The 2-sphere S² has H_0 ≅ Z, H_1 = 0, H_2 ≅ Z. What is its Euler characteristic?
A0
B1
C2
D3
chi(S²) = b_0 - b_1 + b_2 = 1 - 0 + 1 = 2. This matches the classical formula V - E + F for any triangulation of the sphere: the boundary of a tetrahedron has V = 4, E = 6, F = 4, giving 4 - 6 + 4 = 2. The homological definition explains WHY V - E + F is always 2 regardless of triangulation: it equals the alternating sum of Betti numbers, which depends only on the topology.
Question 2 True / False
A compact orientable surface of genus g has Euler characteristic 2 - 2g.
TTrue
FFalse
Answer: True
A genus-g surface has H_0 ≅ Z (connected), H_1 ≅ Z^{2g} (2g independent loops), and H_2 ≅ Z (closed orientable surface). So chi = 1 - 2g + 1 = 2 - 2g. The sphere (g=0) has chi = 2, the torus (g=1) has chi = 0, the genus-2 surface has chi = -2, and so on. Each handle added to the sphere decreases the Euler characteristic by 2, because it adds two new independent 1-cycles.
Question 3 Multiple Choice
The Euler characteristic of a disjoint union X ⊔ Y equals chi(X) + chi(Y). Why?
ABecause V - E + F is additive over disjoint pieces
BBecause H_n(X ⊔ Y) ≅ H_n(X) ⊕ H_n(Y) for all n, so Betti numbers add
CBecause the Euler characteristic is always multiplicative
DThis is only true for connected spaces
Homology respects disjoint unions: H_n(X ⊔ Y) ≅ H_n(X) ⊕ H_n(Y). Therefore b_n(X ⊔ Y) = b_n(X) + b_n(Y), and chi(X ⊔ Y) = sum(-1)^n(b_n(X) + b_n(Y)) = chi(X) + chi(Y). This is the homological explanation of the additivity. The Euler characteristic is additive for disjoint unions but NOT generally additive for unions with overlap (one needs an inclusion-exclusion correction from the Mayer-Vietoris sequence).
Question 4 True / False
The torus T² has chi = 0. Does this mean the torus has no topological features detectable by homology?
TTrue
FFalse
Answer: False
The Euler characteristic is a single number that combines all Betti numbers with alternating signs. The torus has b_0 = 1, b_1 = 2, b_2 = 1, and these happen to give chi = 1 - 2 + 1 = 0. But the individual Betti numbers carry much more information: two independent 1-cycles (the meridian and longitude) and one 2-cycle (the fundamental class).
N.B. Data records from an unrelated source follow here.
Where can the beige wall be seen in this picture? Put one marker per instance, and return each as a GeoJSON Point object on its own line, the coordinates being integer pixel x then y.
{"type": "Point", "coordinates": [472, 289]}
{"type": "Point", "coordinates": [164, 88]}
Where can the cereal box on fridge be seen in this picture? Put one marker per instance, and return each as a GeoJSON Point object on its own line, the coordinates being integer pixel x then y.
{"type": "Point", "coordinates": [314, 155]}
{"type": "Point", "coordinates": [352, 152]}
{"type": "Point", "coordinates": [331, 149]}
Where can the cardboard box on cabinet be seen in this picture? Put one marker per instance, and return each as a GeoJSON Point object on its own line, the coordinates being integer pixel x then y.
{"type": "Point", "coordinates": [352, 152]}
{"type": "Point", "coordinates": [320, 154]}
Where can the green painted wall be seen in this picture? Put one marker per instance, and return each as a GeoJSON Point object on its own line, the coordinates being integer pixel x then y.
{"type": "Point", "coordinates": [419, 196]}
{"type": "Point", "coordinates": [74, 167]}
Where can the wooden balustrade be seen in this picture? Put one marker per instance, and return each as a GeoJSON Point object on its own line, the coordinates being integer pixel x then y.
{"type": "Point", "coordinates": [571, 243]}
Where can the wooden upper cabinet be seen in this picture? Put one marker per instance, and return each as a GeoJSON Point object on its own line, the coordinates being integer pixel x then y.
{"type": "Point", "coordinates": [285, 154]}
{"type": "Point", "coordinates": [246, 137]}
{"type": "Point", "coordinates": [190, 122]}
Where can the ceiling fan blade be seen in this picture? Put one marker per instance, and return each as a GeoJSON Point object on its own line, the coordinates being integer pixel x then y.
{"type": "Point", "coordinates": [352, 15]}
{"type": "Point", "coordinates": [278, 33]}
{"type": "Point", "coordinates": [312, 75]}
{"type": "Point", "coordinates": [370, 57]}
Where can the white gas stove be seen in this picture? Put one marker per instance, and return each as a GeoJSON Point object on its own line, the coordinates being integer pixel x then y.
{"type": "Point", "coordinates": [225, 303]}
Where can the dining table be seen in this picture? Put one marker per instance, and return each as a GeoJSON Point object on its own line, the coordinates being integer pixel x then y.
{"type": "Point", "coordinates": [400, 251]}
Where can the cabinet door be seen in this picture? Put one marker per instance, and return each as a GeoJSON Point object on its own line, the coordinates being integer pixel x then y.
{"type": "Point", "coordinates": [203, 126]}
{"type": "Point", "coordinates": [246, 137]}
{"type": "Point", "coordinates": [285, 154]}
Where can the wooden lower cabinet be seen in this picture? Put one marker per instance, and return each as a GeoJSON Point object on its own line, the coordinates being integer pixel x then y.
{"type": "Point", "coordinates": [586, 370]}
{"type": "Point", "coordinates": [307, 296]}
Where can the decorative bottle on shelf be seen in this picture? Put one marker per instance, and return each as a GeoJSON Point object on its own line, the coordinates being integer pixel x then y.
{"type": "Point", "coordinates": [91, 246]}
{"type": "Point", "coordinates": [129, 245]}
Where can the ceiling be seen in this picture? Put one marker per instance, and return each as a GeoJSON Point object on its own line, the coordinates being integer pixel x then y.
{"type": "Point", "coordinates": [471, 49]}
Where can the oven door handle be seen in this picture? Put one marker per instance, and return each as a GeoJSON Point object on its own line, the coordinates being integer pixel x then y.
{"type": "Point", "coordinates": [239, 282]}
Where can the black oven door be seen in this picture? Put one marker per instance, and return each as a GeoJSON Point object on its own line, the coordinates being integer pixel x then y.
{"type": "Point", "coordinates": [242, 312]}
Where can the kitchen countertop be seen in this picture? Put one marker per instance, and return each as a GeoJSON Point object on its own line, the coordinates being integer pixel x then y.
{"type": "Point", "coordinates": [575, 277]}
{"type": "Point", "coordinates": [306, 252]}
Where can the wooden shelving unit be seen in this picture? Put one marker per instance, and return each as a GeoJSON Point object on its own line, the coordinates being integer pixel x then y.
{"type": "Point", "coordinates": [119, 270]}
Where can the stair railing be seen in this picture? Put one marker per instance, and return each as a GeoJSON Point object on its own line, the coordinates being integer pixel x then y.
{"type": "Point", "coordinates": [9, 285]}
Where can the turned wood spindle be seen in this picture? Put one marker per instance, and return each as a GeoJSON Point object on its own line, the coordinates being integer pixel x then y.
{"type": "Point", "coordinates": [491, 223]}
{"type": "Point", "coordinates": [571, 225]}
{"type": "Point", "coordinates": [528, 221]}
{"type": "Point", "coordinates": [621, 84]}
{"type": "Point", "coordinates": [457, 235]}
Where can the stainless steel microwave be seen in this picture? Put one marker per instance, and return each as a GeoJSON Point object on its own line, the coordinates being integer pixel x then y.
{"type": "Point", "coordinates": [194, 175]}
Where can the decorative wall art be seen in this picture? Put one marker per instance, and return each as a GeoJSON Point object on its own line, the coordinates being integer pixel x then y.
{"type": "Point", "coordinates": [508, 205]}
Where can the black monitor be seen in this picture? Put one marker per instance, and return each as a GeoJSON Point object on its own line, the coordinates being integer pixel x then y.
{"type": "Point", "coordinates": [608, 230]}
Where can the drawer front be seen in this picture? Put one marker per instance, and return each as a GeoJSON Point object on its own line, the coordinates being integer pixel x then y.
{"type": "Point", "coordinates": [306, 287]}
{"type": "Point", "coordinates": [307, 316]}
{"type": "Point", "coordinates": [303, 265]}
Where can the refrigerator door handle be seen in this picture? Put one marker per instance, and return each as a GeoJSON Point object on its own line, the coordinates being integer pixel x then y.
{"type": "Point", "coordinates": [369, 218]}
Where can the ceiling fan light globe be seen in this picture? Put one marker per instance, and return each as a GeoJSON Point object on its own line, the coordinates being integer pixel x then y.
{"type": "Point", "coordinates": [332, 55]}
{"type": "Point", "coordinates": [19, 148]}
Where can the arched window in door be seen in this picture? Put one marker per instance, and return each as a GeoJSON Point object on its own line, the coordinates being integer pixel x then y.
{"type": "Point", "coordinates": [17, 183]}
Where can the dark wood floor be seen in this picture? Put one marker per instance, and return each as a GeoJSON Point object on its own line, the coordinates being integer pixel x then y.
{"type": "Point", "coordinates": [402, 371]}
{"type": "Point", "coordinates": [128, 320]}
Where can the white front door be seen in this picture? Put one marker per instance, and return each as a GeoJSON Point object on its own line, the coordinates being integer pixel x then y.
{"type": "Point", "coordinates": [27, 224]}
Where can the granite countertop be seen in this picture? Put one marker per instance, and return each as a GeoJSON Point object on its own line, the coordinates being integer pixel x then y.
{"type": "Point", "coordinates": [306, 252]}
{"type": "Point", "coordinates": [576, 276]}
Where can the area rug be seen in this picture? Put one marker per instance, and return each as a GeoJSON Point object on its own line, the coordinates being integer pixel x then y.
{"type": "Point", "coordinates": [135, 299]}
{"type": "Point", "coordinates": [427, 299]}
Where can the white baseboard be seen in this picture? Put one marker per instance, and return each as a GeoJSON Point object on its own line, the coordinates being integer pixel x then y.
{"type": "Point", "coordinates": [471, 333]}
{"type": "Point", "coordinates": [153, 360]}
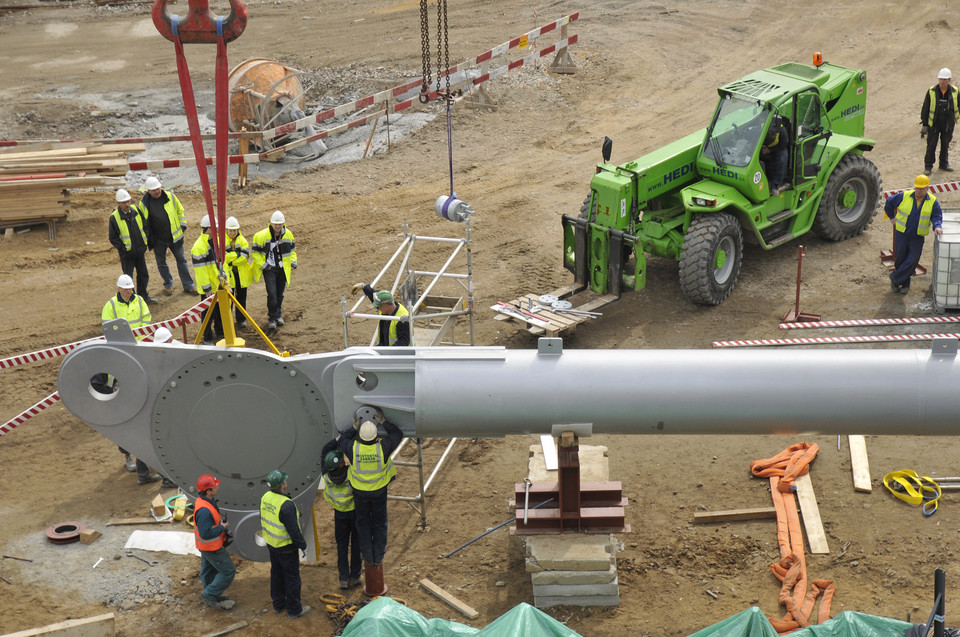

A point also has chi = 1 - 0 + 0 = 1, not 0. Euler characteristic zero means the Betti numbers cancel in the alternating sum, not that the space is topologically trivial.
Question 5 Short Answer
Explain why the combinatorial formula V - E + F and the homological formula b_0 - b_1 + b_2 always agree for triangulated surfaces.
Think about your answer, then reveal below.
Model answer: The rank-nullity theorem applied to the boundary maps gives the connection. If we let c_n be the number of n-simplices (so V = c_0, E = c_1, F = c_2), then c_n = rank(d_n) + nullity(d_n) = rank(d_n) + dim(ker(d_n)). Since b_n = dim(ker(d_n)) - rank(d_{n+1}), the alternating sum of Betti numbers telescopes to the alternating sum of simplex counts: sum(-1)^n b_n = sum(-1)^n c_n.
This is not a coincidence but a theorem in linear algebra. The chain complex links the combinatorial data (numbers of simplices) to the algebraic data (homology groups) through the boundary operators. The alternating sum is preserved because ranks of adjacent boundary operators cancel when you expand b_n = dim(Z_n) - dim(B_n). This is why the Euler characteristic is simultaneously computable from a triangulation AND independent of the choice of triangulation.